Six brass players were involved in this session, three saxophonists, two trombonists, and one French horn player. George Martin was excellent at mixing horns with Beatle songs. Got To Get You Into My Life is another example of that. They are not regulated to the background like other songs. They are upfront and have a fat sound to them.

This song was also the first song The Beatles ever licensed, while they were together, to be used in a show. It was in the last Monkees episode (“The Frodis Caper”) which was totally surreal…not like the formula driven episodes of the first season. It was kinda like The Simpsons meet Green Acres.

John Lennon: “I often sit at the piano, working at songs, with the telly on low in the background, if I’m a bit low and not getting much done, then the words on the telly come through. That’s when I heard ‘Good morning, good morning.’ It was a corn flakes advertisement. I was never proud of it. I just knocked it off to do a song.”

Paul McCartney: “John was feeling trapped in suburbia and was going through some problems with Cynthia, it was about his boring life at the time. There’s a reference in the lyrics to ‘nothing to do’ and ‘meet the wife’; there was an afternoon TV soap called ‘Meet The Wife’ that John watched, he was that bored, but I think he was also starting to get alarm bells and so ‘Good morning, good morning.’”

Micky Dolenz (drummer for the Monkees): “And I’ll never forget it.  John Lennon looks up at me and says, ‘Hey Monkee Man!…You want to hear what we’re working on?’…And he points up to George Martin and I remember this so clearly…He’s wearing a three-piece suit…and he pushes a button on a four-track tape recorder and I hear the tracks to ‘Good Morning Good Morning.’…And then we sit around and then I remember some guy with a white coat and tie came in with tea…’Tea time, eh!’ And we sat around a little table and had really God-awful tea. And then everybody sat around and then we were chatting – ‘What’s it like, The Monkees?,’ me again trying to be so cool. And then I think it was John that went, ‘Right lads, down in the mines.’ And they went back to work.” .

Sgt Pepper

Just in case you wanted to know who was who on the cover. 
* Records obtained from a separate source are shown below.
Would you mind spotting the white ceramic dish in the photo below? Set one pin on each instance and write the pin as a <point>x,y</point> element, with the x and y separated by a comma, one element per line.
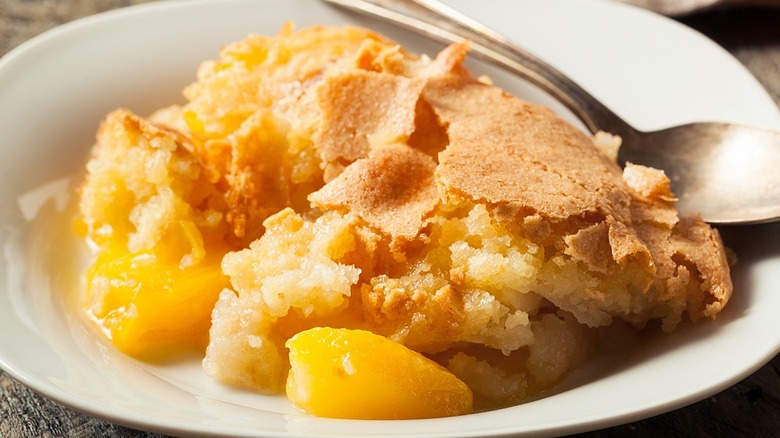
<point>55,89</point>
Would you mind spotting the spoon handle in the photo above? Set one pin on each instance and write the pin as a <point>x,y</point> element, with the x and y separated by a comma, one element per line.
<point>442,23</point>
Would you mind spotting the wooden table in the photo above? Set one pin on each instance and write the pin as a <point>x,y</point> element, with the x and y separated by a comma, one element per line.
<point>749,408</point>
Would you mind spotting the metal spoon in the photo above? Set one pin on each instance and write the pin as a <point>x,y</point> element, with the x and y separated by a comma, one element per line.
<point>728,173</point>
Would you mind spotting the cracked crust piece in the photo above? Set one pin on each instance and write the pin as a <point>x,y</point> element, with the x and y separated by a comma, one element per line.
<point>392,189</point>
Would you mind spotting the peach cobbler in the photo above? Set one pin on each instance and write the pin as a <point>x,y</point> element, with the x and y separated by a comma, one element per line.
<point>377,233</point>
Sgt Pepper Cover who is who

This is the commercial that inspired John Lennon

I couldn’t find a version of Good Morning Good Morning going into the Sgt Pepper Reprise. You have to listen to the end of Good Morning and the beginning of the Reprise to hear it. The album of course plays them together…there is no space between the songs. 

Good Morning Good Morning

Nothing to do to save his life call his wife in
Nothing to say but what a day how’s your boy been
Nothing to do it’s up to you
I’ve got nothing to say but it’s okay
Good morning, good morning

Going to work don’t want to go feeling low down
Heading for home you start to roam then you’re in town
Everybody knows there’s nothing doing
Everything is closed it’s like a ruin
Everyone you see is half asleep
And you’re on your own you’re in the street
Good morning, good morning

After a while you start to smile now you feel cool
Then you decide to take a walk by the old school
Nothing has changed it’s still the same
I’ve got nothing to say but it’s okay
Good morning, good morning

People running round it’s five o’clock
Everywhere in town is getting dark
Everyone you see is full of life
It’s time for tea and meet the wife
Somebody needs to know the time, glad that I’m here
Watching the skirts you start to flirt now you’re in gear
Go to a show you hope she goes
I’ve got nothing to say but it’s okay
Good morning, good morning

cat, dogs barking, horses, sheep, lions, elephants, a fox being chased by dogs with hunters’ horns being blown, then a cow and finally a hen.